Moda Health officials said stricter oversight by regulators and financial losses were a result of the cuts – with $179.99 million in losses that the health plan had been counting on. And after the risk corridor was cut, Moda, which had offered some of the market’s lowest individual insurance rates, experienced a cash crunch, was forced by regulators to exit a number of markets and to operate under stricter scrutiny in Oregon, and ended up raising the premiums for its plans. Moda is suing the federal government over the cuts to the program.

“Three years ago, our company accepted the challenge to partner with state and federal agencies to transform the way healthcare is provided and paid for. The risk corridors program was designed to encourage insurers to participate in the opening phase of that transformation,” ,” Robert Gootee, Moda president and CEO, said in a press release “And it did exactly that, by providing a benefit to consumers through lower premium costs. It’s time now these payments were made. All we are asking is for the federal government to do what was promised.”

Executives at some Oregon insurance companies are quietly critical of complaints by insurers such as Moda, noting that it continued to count on risk corridor payments after many in the industry anticipated such cuts. Providence Health Plan, PacificSource, Kaiser Permanente and Lifewise all opted not to count on risk corridor payments when calculating their end-of-2014 financial position.
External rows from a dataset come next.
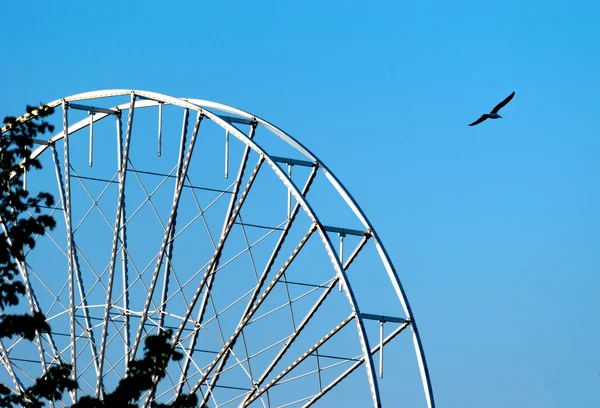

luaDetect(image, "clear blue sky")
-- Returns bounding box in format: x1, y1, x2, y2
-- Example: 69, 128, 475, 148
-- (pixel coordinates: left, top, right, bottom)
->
0, 0, 600, 408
An analysis by State of Reform argues that insurers that counted on risk corridor payments misjudged the political climate.

Nonetheless, Shields continues to hold Republicans accountable. The spouse of a healthcare provider himself, and often engaged in health issues in Oregon’s Legislature, he points the finger at the U.S. Congress, not the state’s insurance companies, as he faces much higher coverage costs in 2017.

Shields noted that his family will be OK. “I make a decent living. Just wanted to share, and make the point that even without the risk corridor funding, ObamaCare would still save me, and others in a similar situation, $300 or so per month compared to the way it used to be,” he wrote. “I hate insurance companies more than anybody, but this was a broken promise that is pushing premiums higher.”